Not only did he wear a silk sash, and silk stockings, and a broad lace collar, with his little black velvet suit: he had long brown curls, and often came home with burrs in them.
Except upon the surface (which was not his own work, but his mother's) Georgie bore no vivid resemblance to the fabulous little Cedric.
The storied boy's famous "Lean on me, grandfather," would have been difficult to imagine upon the lips of Georgie.

A month after his ninth birthday anniversary, when the Major gave him his pony, he had already become acquainted with the toughest boys in various distant parts of the town, and had convinced them that the toughness of a rich little boy with long curls might be considered in many respects superior to their own.

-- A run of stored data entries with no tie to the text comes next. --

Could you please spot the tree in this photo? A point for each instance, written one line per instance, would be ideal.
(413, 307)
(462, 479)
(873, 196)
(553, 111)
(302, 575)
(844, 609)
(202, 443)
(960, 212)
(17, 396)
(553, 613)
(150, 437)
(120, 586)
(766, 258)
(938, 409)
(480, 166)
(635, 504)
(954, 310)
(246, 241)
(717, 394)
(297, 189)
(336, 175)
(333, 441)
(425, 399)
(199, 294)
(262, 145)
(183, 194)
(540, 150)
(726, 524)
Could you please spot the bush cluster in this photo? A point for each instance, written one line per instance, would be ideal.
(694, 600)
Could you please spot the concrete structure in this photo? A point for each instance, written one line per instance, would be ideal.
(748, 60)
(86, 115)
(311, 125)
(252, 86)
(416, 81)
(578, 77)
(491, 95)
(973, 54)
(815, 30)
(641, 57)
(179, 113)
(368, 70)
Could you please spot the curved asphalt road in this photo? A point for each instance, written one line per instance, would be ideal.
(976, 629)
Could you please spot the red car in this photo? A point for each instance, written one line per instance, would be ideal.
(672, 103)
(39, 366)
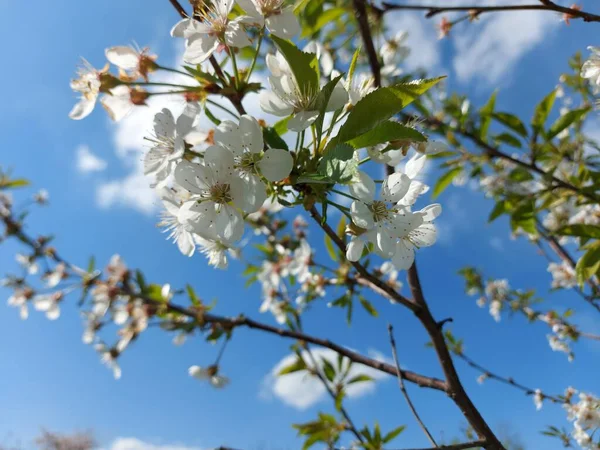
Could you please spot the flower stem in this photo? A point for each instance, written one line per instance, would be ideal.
(227, 110)
(260, 38)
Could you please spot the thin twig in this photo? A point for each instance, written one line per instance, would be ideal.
(403, 388)
(506, 380)
(476, 10)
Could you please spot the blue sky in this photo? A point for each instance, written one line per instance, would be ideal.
(50, 379)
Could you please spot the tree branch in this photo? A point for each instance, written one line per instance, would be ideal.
(506, 380)
(476, 10)
(456, 390)
(403, 388)
(365, 31)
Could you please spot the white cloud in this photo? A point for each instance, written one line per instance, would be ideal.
(129, 443)
(301, 391)
(490, 48)
(88, 161)
(422, 39)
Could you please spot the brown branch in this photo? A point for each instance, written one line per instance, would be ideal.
(364, 277)
(14, 228)
(506, 380)
(461, 446)
(235, 99)
(456, 390)
(474, 11)
(494, 152)
(411, 406)
(365, 31)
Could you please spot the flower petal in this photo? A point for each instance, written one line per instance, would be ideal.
(276, 164)
(284, 25)
(123, 57)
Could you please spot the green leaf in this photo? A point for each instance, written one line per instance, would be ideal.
(330, 248)
(321, 105)
(486, 115)
(192, 295)
(509, 139)
(512, 122)
(581, 230)
(368, 306)
(353, 65)
(542, 111)
(386, 132)
(328, 369)
(359, 379)
(11, 184)
(499, 209)
(565, 121)
(326, 17)
(589, 264)
(444, 181)
(273, 139)
(338, 164)
(380, 105)
(296, 366)
(280, 127)
(211, 116)
(304, 66)
(393, 434)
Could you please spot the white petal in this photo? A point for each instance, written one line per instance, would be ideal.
(82, 109)
(185, 243)
(220, 161)
(424, 236)
(251, 134)
(272, 104)
(284, 25)
(361, 215)
(395, 187)
(415, 165)
(339, 97)
(228, 135)
(404, 256)
(118, 105)
(192, 177)
(363, 187)
(123, 57)
(276, 164)
(199, 48)
(302, 120)
(253, 192)
(235, 35)
(229, 225)
(164, 124)
(431, 212)
(355, 249)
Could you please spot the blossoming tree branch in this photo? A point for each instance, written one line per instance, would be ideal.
(328, 74)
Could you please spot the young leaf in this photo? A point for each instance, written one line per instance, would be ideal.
(304, 66)
(512, 122)
(386, 132)
(542, 111)
(380, 105)
(565, 121)
(486, 115)
(338, 164)
(444, 181)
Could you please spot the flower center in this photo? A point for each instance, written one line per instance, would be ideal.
(220, 193)
(379, 210)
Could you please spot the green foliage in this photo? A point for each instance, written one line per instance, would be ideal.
(338, 164)
(304, 66)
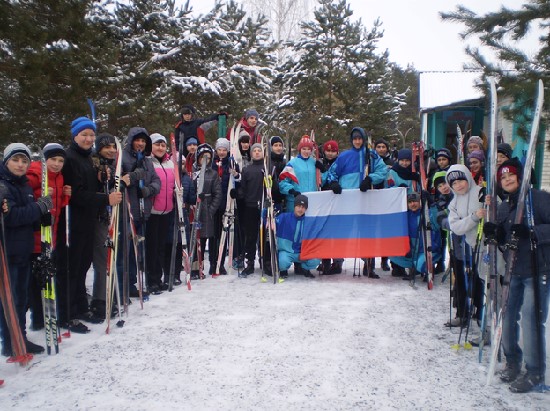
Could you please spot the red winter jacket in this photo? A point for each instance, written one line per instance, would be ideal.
(55, 181)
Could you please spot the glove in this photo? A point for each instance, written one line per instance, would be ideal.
(335, 187)
(365, 184)
(520, 230)
(319, 164)
(144, 192)
(45, 203)
(46, 220)
(138, 174)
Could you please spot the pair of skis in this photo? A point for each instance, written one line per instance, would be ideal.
(498, 317)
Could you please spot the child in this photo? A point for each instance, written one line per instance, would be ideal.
(210, 198)
(251, 192)
(161, 212)
(54, 154)
(465, 213)
(289, 239)
(18, 225)
(415, 259)
(521, 303)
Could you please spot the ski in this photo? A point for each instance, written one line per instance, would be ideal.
(112, 249)
(19, 349)
(47, 273)
(489, 306)
(513, 243)
(179, 219)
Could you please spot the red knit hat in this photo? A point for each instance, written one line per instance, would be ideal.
(305, 142)
(330, 145)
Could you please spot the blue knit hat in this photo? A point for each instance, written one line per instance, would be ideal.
(14, 149)
(81, 123)
(251, 112)
(404, 154)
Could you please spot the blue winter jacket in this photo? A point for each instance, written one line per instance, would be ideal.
(289, 232)
(306, 173)
(23, 213)
(349, 168)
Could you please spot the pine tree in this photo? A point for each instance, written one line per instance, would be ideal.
(517, 71)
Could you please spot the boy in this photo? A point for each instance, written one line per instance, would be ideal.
(18, 225)
(289, 239)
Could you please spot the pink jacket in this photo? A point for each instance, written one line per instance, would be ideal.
(163, 202)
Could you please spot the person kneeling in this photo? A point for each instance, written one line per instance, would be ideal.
(289, 238)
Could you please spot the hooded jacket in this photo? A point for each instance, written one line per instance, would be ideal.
(462, 208)
(349, 168)
(130, 163)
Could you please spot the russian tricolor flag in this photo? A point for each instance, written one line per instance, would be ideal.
(356, 224)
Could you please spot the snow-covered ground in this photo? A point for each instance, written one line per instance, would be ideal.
(330, 343)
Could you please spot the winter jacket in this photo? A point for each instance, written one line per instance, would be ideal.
(22, 214)
(55, 181)
(188, 129)
(399, 176)
(289, 232)
(130, 163)
(306, 178)
(163, 202)
(349, 168)
(86, 196)
(251, 188)
(462, 208)
(506, 215)
(213, 193)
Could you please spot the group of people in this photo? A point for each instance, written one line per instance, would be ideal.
(82, 194)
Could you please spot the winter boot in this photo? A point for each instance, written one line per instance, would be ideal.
(510, 373)
(336, 267)
(249, 268)
(525, 383)
(308, 274)
(33, 348)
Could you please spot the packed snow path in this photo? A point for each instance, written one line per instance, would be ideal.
(333, 342)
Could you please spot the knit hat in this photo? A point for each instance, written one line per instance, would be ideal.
(188, 109)
(251, 112)
(357, 132)
(103, 140)
(456, 175)
(222, 143)
(276, 139)
(505, 149)
(444, 152)
(512, 166)
(156, 137)
(330, 145)
(53, 150)
(476, 140)
(477, 154)
(14, 149)
(305, 142)
(202, 149)
(413, 197)
(256, 145)
(81, 123)
(301, 200)
(438, 178)
(244, 137)
(382, 141)
(404, 154)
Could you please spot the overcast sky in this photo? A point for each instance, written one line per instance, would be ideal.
(413, 30)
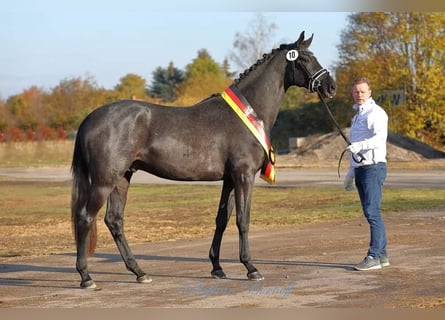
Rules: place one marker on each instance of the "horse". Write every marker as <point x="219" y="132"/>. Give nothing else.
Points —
<point x="204" y="142"/>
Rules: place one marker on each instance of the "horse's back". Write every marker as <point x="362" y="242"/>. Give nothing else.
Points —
<point x="185" y="143"/>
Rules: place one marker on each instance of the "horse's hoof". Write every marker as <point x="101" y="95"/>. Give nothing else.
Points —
<point x="88" y="285"/>
<point x="218" y="274"/>
<point x="144" y="279"/>
<point x="255" y="276"/>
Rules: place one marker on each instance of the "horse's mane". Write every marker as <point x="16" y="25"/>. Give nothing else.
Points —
<point x="260" y="61"/>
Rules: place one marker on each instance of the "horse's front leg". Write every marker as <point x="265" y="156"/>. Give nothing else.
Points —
<point x="225" y="209"/>
<point x="114" y="219"/>
<point x="243" y="199"/>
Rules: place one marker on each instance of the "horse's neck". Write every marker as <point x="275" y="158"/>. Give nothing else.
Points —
<point x="264" y="90"/>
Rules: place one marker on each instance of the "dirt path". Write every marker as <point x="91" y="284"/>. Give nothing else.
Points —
<point x="306" y="266"/>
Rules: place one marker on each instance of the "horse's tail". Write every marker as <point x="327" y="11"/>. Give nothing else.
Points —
<point x="79" y="195"/>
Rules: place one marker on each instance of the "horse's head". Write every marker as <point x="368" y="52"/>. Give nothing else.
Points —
<point x="304" y="70"/>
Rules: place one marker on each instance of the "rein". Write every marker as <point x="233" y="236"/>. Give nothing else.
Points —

He fought them, learning how to go berserk at a certain point in a fight, bursting into tears of anger, reaching for rocks, uttering wailed threats of murder and attempting to fulfil them.

Fights often led to intimacies, and he acquired the art of saying things more exciting than "Don't haf to!" and "Doctor says it ain't healthy!" Thus, on a summer afternoon, a strange boy, sitting bored upon the gate-post of the Reverend Malloch Smith, beheld George Amberson Minafer rapidly approaching on his white pony, and was impelled by bitterness to shout: "Shoot the ole jackass! Look at the girly curls! Say, bub, where'd you steal your mother's ole sash!" "Your sister stole it for me!" Georgie instantly replied, checking the pony.